I think running, w/ a few short sprints, would be better than nordic track. Like running laps and sprinting 30~40 yds each lap. Improving your sprinting could help w/ some UPD’s.

To keep from getting bored doing things like cardio, I listen to music or books on tape.

I am also using a Nordic Trak and find it a terrific cardio workout. I am up at 5:00AM and use the Nordic for 45-55 minutes. Contrary to what was said above, the Nordic Trak gives a great cardio workout. I think it is terrific for general conditioning and it has helped my MUni ability greatly.

Taking days off is more important if you are doing weight training, where your muscles really do need a day to rest. It is less important to take a day off between cardio workouts. Let your body tell you when it wants a day to rest. I try to do 5-6 days each week on my Nordic.

All cardio can be boring. A lot of folks watch TV. After I lot of practice, I can go at a fast pace and read the newspaper! No kidding. I rip out the individual pages I want to read and place them on a music stand at eye level. When I finish a page, I throw it on the floor and read the next one in the stack.

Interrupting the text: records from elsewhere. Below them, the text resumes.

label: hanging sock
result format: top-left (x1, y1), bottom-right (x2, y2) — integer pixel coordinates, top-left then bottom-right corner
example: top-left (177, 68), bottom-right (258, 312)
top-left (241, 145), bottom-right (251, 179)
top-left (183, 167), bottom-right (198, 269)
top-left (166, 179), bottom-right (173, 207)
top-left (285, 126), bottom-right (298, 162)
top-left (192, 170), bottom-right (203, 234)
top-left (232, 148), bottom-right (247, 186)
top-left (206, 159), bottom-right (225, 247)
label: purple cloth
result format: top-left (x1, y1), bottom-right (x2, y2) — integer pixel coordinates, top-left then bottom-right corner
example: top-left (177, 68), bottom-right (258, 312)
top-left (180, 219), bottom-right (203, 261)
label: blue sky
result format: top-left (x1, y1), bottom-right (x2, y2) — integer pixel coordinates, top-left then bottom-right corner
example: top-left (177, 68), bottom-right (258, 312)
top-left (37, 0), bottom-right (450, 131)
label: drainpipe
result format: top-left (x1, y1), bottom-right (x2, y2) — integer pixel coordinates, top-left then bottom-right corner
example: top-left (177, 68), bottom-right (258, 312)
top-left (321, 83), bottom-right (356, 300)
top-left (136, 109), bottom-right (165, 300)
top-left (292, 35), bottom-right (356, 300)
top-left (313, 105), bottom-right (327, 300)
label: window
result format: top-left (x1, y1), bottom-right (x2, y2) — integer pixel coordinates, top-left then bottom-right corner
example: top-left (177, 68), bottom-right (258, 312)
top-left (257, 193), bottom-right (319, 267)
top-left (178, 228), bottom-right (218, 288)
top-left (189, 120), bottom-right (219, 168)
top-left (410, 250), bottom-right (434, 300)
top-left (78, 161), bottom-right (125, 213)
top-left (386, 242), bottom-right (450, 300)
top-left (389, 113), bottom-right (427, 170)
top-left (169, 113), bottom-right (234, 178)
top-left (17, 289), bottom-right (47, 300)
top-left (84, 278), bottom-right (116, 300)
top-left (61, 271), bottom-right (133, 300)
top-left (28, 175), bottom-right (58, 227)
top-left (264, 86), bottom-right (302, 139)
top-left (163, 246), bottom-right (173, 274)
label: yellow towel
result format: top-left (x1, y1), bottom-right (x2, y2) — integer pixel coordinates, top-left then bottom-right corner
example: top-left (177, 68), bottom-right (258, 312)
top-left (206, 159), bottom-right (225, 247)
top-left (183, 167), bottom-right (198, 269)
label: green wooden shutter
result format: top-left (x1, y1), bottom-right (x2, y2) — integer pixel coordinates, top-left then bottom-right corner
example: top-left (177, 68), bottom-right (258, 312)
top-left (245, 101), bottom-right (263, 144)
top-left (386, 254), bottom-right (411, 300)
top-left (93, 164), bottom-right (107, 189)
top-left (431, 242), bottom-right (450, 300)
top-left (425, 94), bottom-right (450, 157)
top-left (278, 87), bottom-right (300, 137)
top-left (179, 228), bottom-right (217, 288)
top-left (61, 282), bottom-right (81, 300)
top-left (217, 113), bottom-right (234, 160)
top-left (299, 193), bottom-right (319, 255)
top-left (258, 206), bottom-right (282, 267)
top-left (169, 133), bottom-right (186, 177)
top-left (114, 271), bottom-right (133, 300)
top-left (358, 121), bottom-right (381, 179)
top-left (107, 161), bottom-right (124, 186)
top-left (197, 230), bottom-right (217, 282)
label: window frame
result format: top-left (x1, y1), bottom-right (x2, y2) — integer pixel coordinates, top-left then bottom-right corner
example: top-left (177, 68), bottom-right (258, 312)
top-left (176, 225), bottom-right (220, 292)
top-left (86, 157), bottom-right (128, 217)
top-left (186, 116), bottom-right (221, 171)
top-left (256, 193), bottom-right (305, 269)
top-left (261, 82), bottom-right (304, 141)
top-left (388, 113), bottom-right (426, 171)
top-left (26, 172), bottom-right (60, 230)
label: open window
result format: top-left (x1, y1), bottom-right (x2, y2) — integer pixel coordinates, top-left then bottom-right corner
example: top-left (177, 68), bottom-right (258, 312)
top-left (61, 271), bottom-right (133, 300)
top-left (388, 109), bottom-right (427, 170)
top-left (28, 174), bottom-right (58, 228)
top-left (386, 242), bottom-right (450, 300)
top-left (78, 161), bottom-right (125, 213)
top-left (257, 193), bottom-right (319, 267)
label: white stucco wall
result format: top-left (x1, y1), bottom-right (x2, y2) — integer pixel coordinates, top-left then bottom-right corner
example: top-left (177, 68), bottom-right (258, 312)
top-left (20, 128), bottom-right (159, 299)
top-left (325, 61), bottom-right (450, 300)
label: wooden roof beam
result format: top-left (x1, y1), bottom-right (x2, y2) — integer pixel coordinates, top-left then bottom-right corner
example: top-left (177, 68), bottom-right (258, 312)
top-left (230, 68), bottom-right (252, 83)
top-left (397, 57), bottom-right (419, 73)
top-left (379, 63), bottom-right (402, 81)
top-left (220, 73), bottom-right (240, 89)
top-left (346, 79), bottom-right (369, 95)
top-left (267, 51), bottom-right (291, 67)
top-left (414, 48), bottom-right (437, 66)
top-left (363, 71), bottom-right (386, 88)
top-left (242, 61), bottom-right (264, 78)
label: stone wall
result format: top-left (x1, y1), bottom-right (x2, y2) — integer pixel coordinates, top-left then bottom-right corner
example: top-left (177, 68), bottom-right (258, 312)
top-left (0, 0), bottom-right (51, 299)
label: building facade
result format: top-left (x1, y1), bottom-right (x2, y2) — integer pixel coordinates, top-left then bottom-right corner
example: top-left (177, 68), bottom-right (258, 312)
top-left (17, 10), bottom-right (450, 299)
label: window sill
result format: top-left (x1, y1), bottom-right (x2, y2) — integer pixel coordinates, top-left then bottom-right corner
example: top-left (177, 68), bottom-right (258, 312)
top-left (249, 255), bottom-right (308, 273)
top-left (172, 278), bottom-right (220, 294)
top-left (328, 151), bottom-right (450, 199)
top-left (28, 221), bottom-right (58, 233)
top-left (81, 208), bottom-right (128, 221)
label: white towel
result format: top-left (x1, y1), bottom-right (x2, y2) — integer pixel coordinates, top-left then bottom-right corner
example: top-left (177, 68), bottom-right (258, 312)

when I want a change of pace (and it is light enough outside in the early morning), I do multiple laps on my MUni around my house. The house is built into a hill, so every lap has an uphill and a downhill. My rough, bumpy lawn is harder to ride on than a well-ridden off-road trail.

+1 on OK for cardio every day, weights every other. Or weights every day too if doing different muscle groups. There’s also great variations on cardio that increase fitness while adding variety. LSD’s (long slow distance at target heart rate 70 percent max) help build an endurance foundation, good to do once every week or two. Interval training (going hard for a few minutes, slowing down to recover, then doing it again for several reps) can raise the anaerobic threshold. Speedplay (random bursts of speed) is a fun variation on intervals that isn’t so rigid and painful.

Many seasoned riders might think we’re crazy talking about all this cross-training, wondering why we don’t just get out and ride. For me, the main reason is I’m a beginner and with all the UPDs and balance-checks I simply can’t get a great cardio workout on the muni yet. But even when I can, I’ll still like the variety.

And yeah, Nordic Track rocks. Cross-country ski racers have incredibly high V02 max numbers, due to the combined leg and arm exercise (and probably from training so much at higher altitudes). Since muni is ALSO a leg/arm combo sport, the NT sounds excellent.

For me it’s mainly a time thing. If I’m looking for maximum skill improvement w/ the least amount of time, it’s best to do some strength training and cardio.

I’ve found that about 25% of my total uni time should be spent doing some sort of cross training, more if I can’t get to the trails often, less if I ride every day.